There are already a few examples of people that have built their high position in academia using smart marketing strategy in addition to quite good research output. As much as I can say, in all these cases it was rather catching the opportunity of already growing hype, than engineering it from the scratch. I haven’t seen anyone in science building a hype from the scratch, but there are already examples from industry. But it will happen eventually. Open Science will help in that ;).

Reader beware, a rant ahead.

Believe me, I waited 24 hours to calm down before writing this text. But a day passed and I’m still outraged by recent posts of Peter Murray-Rust entitled “Open Research Reports: What Jenny and I said (and why I am angry)” and “Open Access saves lives“. He made there following assertions:

  • close access publishing restricts access to information
  • no access to information means suboptimal decisions, for example in choosing medical treatment
  • therefore closed access means people die
  • which means that open access saves lives

And then he offers some anecdotal evidence supporting this claim.
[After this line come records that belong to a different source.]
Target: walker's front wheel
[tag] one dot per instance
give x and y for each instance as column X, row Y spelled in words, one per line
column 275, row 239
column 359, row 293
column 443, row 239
I would like to offer an alternative view:

  • scientific papers sometime contain false conclusions (whether by a mistake or a fraud)
  • untrained people can use scientific papers with false conclusions as a support for wrong decisions (as many people did with Wakefield’s Lancet paper by not vaccinating their kids)
  • open access means that there will be more potentially harmful papers available to general public
  • therefore open access means people will die

You see? Both claims are based on anecdotal evidence. Both are easy to falsify if you try (and it’s not hard). But there’s more – claiming that Open Access will save lives suggests that access to literature is currently the most crucial problem, at least in medicine. But there far more important problems in health-care, many of which could be solved much faster. If you want to have an impact, please make freely available  summaries of primary literature translated into 60 most popular languages – you don’t need to make it open, free is enough. If you want to have an impact, please make physicians to adopt clinical decision support systems – there are studies showing that between 50 000 and 100 000 people die in the US from diagnostics error alone of which even 75% could be preventable and these mistakes already happen before a physician has a chance to make his suboptimal decision. While I’m not sure both solutions will have substantially more impact in the long run, both will have an impact much faster, because Open Access simply needs time.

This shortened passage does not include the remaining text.